Each platoon of one hundred had with it two Betas with their observation birds and one mind-reading Gamma unit. The birds were important to locate tree houses. All of the recent models had an external spigot that gave out the food that the LDUs ate. They would need to find many of these on the trek ahead.
Chapter Ten
JULY 22, 2003
I HAVE enlarged my memory banks in order to better accommodate the influx of data on the increasing number of humans entering the valley.
In future daily reports on each human, you must prefix each notation with the code number which I have assigned to that human. Because of the prejudices of the humans, it is imperative that no human learns his own number, or even that such numbers exist.
These records will be useful in making long-term prognoses; the data will will not be available to humans because of our “right to privacy” directive.
—Central Coordination Unit to all local ganglia
Hastings remembered how a month ago he had awakened hot on the desert sand. He had lain there for minutes, trying to figure out where he was and why he was there. His last memories had been of relaxing in the F-38, mentally preparing himself to drop his first atomic bomb.
What did they hit me with? he thought.
Cautiously he moved the various parts of his body. Nothing broken. He got up and stripped off his suit and parachute. He found the standard-issue survival pack. Food. A .22-caliber handgun. Compass and maps. A canteen of distilled water. A manual. A radio that didn’t work.
He drank deeply, knowing that rationing the water was a bad idea. Better to drink now and get the full cooling benefit of the water. He rigged the parachute into a sunshade and waited for Air Rescue for a day and a half. It didn’t get there. He made an arrow with rocks to show his direction of travel.
The next evening, at moonrise, he picked up his belongings and started walking southwest, toward Death Valley.
“Who was it that said that the only way to stop a good man is to kill him?” he said to the rocks. “Funny, I can’t remember.”
He walked until sunrise without seeing any sign of man, not even a plane. He found the shelter of an overhanging rock and survived the day. At moonrise, he finished his water and walked on. The only sign of life was a shiny mosquito that seemed to be in love with his belt buckle.
The next morning his urine looked like Bock beer and he started to worry.

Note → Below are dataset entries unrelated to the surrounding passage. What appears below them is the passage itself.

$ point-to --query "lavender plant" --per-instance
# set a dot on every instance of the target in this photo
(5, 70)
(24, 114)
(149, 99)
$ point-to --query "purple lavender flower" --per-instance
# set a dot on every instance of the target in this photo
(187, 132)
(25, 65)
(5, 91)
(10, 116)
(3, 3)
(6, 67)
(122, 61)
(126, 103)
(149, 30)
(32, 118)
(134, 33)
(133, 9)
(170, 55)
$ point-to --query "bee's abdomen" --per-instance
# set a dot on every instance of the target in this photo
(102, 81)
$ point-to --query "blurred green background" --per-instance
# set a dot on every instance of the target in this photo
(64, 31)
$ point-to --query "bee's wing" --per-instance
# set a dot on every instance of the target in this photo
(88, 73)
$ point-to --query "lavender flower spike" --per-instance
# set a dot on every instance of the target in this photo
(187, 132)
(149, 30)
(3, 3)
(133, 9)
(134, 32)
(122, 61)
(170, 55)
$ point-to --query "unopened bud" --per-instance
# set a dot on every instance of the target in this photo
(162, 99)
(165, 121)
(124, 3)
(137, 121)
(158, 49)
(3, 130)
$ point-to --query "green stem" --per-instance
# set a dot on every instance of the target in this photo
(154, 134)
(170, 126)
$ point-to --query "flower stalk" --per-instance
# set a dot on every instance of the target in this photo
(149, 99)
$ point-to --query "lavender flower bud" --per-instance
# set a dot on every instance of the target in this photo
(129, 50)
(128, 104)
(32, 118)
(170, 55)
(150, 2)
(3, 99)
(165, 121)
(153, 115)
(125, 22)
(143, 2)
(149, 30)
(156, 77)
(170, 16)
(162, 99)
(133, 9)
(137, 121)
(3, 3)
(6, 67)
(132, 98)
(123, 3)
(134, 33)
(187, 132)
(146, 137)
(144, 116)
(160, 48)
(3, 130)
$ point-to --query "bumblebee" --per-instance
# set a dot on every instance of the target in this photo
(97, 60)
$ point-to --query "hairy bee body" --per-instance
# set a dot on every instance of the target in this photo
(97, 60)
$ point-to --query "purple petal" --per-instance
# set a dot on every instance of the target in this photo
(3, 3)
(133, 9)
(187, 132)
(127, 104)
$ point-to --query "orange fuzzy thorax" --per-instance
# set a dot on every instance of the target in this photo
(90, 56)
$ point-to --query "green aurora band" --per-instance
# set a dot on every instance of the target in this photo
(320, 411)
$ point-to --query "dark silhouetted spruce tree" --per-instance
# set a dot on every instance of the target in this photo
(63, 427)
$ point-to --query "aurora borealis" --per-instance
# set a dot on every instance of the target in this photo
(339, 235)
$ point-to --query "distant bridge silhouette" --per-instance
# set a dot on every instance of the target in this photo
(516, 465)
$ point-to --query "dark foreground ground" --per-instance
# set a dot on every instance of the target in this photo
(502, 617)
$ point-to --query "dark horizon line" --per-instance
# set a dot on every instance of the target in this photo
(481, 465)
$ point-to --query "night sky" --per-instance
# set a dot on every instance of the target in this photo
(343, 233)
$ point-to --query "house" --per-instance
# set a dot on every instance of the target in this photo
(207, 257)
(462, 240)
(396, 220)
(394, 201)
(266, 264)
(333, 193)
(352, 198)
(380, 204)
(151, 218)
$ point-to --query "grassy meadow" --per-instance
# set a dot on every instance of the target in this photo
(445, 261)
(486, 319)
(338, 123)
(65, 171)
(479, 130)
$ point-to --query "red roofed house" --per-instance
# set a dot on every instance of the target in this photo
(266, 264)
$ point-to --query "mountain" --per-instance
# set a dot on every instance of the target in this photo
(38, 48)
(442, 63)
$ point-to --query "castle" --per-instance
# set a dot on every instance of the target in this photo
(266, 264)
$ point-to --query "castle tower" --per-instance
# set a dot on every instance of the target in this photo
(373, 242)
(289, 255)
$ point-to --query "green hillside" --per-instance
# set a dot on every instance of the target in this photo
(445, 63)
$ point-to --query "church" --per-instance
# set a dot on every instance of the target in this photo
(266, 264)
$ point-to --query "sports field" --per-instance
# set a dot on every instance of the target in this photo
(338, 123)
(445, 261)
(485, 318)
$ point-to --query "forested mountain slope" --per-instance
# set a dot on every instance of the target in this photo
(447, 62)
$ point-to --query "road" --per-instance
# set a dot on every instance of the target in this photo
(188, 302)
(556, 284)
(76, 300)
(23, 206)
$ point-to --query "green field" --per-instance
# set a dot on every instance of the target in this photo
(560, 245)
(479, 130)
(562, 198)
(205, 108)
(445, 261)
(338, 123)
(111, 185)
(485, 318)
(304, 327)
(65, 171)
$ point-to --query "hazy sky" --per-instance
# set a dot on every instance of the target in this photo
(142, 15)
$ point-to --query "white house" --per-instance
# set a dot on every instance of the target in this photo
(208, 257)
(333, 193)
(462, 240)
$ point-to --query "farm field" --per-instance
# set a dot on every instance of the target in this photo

He woke to find a larva eating a hole in the barrel of his pistol. He tried to scream, but his throat was too dry to make a sound. He struggled to his feet, staggered a hundred yards, and fell down. He knew then that he was a dead man. He rolled over, put himself in a dignified posture, and prepared his mind for death.
He woke to find a gourd of water being held to his mouth by a powerful tan hand. He gulped the water.
“Slowly at first, sir.”
Something was strange about the wrist. Yes, there was a slot in it. He jerked himself upright, spilling some of the water.
“You’re one of them!” Hastings croaked.
“I suppose so, sir.” The LDU rescued the water gourd. “I’m Labor and Defense Unit Alpha 362729. My friends call me K’kingee.”
Hastings took another drink of water.
“What makes you think that I’m your friend?”
“I presumed that you would feel a certain amount of gratitude, sir.”
“I guess I do. Thank you. Am I a prisoner of war?”
“You are not a prisoner of anything, sir.”
“Are you going to kill me?”
“Had I intended that, it would have been more efficient to have simply let you die.”
“Don’t you realize what I am?”
“You are a human being, sir.”
“I mean the uniform.”
“Your clothing indicates that you were a general officer in the United States Air Force.”
“What do you mean ‘were’?”
“The Air Force no longer exists, sir. At least it no longer has aircraft capable of flight.”
“How did you manage that?”
“I didn’t manage it, sir. Didn’t you notice the larva that is eating your pistol?”